7 Strategic Utilization of Technology for Pain Management Process Improvement in a Pediatric Acute Care Facility

Wednesday, January 20, 2010
Kathy Klimpel, MS, BSN , Administration, Rady Childrens Hospital - San Diego, San Diego, CA
Abbey Marquette, MS, BS , Quality Management, Rady Childrens Hospital - San Diego, San Diego, CA
Denise Givens, CFNP, MS, BSN , Administration, Rady Childrens Hospital - San Diego, San Diego, CA
Purpose:
Pain reassessment rates were consistently low at this pediatric facility. Interventions to standardize auditing ease through the EMR allowed for increased audit frequency and real time follow-up with staff. This increased AIR cycle compliance, patient pain management and satisfaction.

Significance:
Pain often accompanies patients with various illnesses. If not assessed and treated, pain can greatly impact the patient's care. Undertreated pain can: decrease function & delay rehabilitation; cause sleep deprivation which decreases ability to cope & delays wound healing; and increases anxiety.
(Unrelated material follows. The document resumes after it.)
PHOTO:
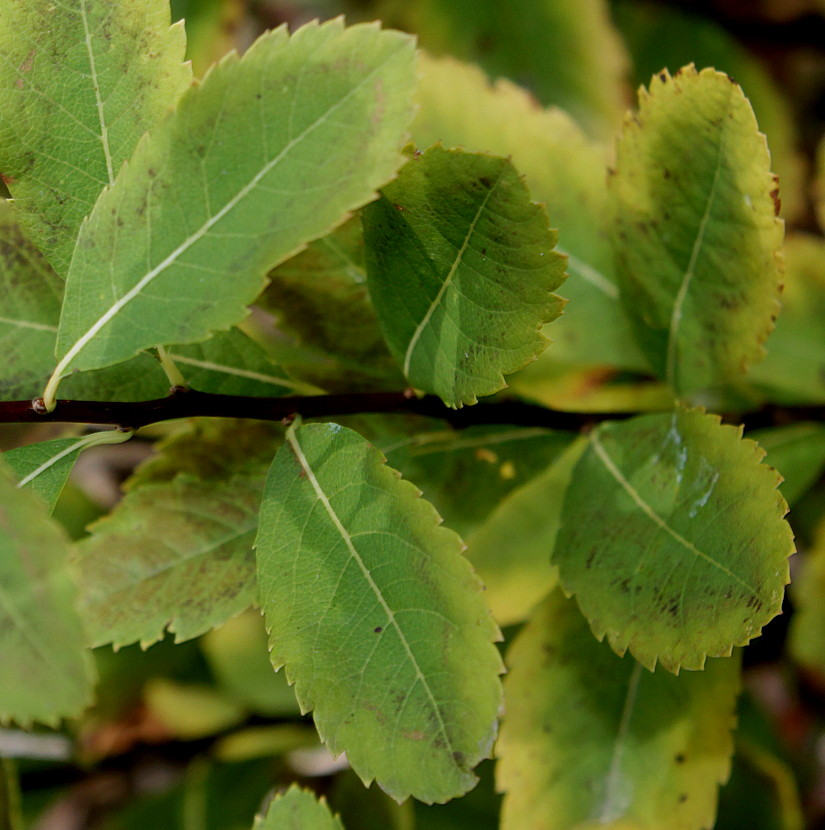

Strategy and Implementation:
A multidisciplinary team assembled to develop interventions to increase pain reassessment compliance. First, pain auditing practices were standardized with the use of AIR (Assessment, Intervention, Reassessment) cycles, allowing for internal and external benchmarking. Next, a customized EMR pain report was developed for real-time acquisition of pain documentation in the EMR by patient, unit, and/or date. These improvements enabled an increase in pain AIR auditing to weekly by quality department and monthly by Pain Resource Nurses. Units posted audit results, educated staff on AIR cycles and pain management, and followed-up with noncompliant nurses identified in the audits. Some units utilized charge or resource RNs to pull the EMR pain report and conduct real-time audits. However, this was only done consistently at every shift in the NICU. Data was collected weekly for 15 weeks by unit for trending and comparison amongst units.

Evaluation:
Pain reassessment rose from 56% in Fall 08, to 89% in June 09. Overall Pain AIR cycles have remained above 88% since April 09. The EMR pain report allows for easy, real-time standardized auditing & immediate staff education, dramatically improving pain reassessment compliance & patient care.

Implications for Practice:
Customizing the EMR optimized the technology to gain benefits of the automated system. This, along with standardization of practice, can be applied to other clinical goals to increase the frequency and ease of data collection, benchmarking, and improve quality practices throughout the hospital.